Assessment for Learning is an effective way of actively involving students in their learning.  Each session plan comes with suggestions about how to organise activities and worksheets that may be used with students.

If you teach primary science, see the headings below to find out how to use this resource:

Skill development

Children will develop their working scientifically skills by:

  • Asking their own questions about scientific phenomena.
  • Using appropriate scientific language and ideas to explain, evaluate and communicate their methods and findings.
  • Finding things out using a wide range of secondary sources.

Learning outcomes

Children will:

  • Compare and group together different kinds of rocks on the basis of their appearance and simple physical properties.
  • Describe in simple terms how fossils are formed when things that have lived are trapped within rock.

Concepts supported

Children will learn:

  • How sedimentary rocks are formed and that the process takes a long time.
  • That fossils are found in sedimentary rocks, why this is and how fossils are formed.

Suggested activity use

The activity could be used in conjunction with a literacy focus on explanation texts. Children can work together to gather information about how sedimentary rocks are formed, before writing this up as an explanation text.
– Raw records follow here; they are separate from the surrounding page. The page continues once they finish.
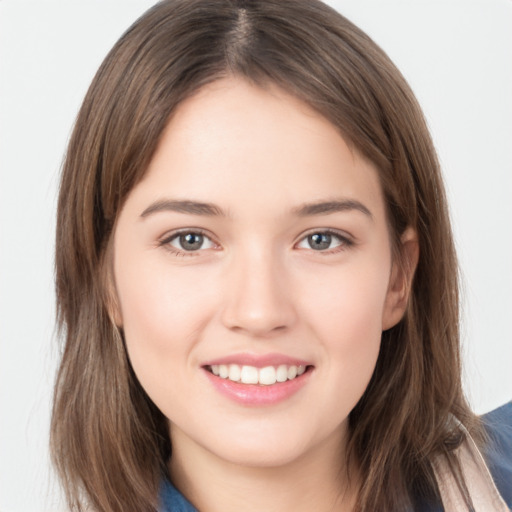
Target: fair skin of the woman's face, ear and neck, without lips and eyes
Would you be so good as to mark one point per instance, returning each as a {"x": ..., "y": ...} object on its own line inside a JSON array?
[{"x": 256, "y": 286}]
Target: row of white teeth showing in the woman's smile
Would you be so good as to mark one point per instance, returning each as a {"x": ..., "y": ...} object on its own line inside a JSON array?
[{"x": 266, "y": 376}]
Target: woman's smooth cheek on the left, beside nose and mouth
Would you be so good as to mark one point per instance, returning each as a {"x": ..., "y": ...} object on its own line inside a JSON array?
[{"x": 162, "y": 308}]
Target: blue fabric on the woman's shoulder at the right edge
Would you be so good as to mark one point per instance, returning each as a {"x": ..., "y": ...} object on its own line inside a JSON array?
[{"x": 498, "y": 450}]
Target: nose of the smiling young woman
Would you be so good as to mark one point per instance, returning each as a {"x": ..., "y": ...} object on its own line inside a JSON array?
[{"x": 258, "y": 300}]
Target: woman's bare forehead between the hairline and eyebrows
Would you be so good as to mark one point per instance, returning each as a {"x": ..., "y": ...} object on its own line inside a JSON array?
[{"x": 249, "y": 148}]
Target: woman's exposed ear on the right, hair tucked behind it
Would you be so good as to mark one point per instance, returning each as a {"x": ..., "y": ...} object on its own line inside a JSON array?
[{"x": 400, "y": 283}]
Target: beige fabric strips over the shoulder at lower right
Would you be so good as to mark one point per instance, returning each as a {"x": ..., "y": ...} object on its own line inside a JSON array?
[{"x": 481, "y": 488}]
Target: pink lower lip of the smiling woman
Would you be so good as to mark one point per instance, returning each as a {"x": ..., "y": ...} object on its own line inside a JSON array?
[{"x": 255, "y": 394}]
Alternatively, this activity can be used as a group activity, where children are given the sentences about how sedimentary rocks are formed, and they have to use the diagram to help organise the sentences into chronological order. This would promote discussion and questioning within the group, whilst being supported by an adult.

With both these suggestions, it may be useful to have a collection of different sedimentary rocks available to the children.

Practical considerations

You may need to source a collection of sedimentary rocks, prior to the lesson.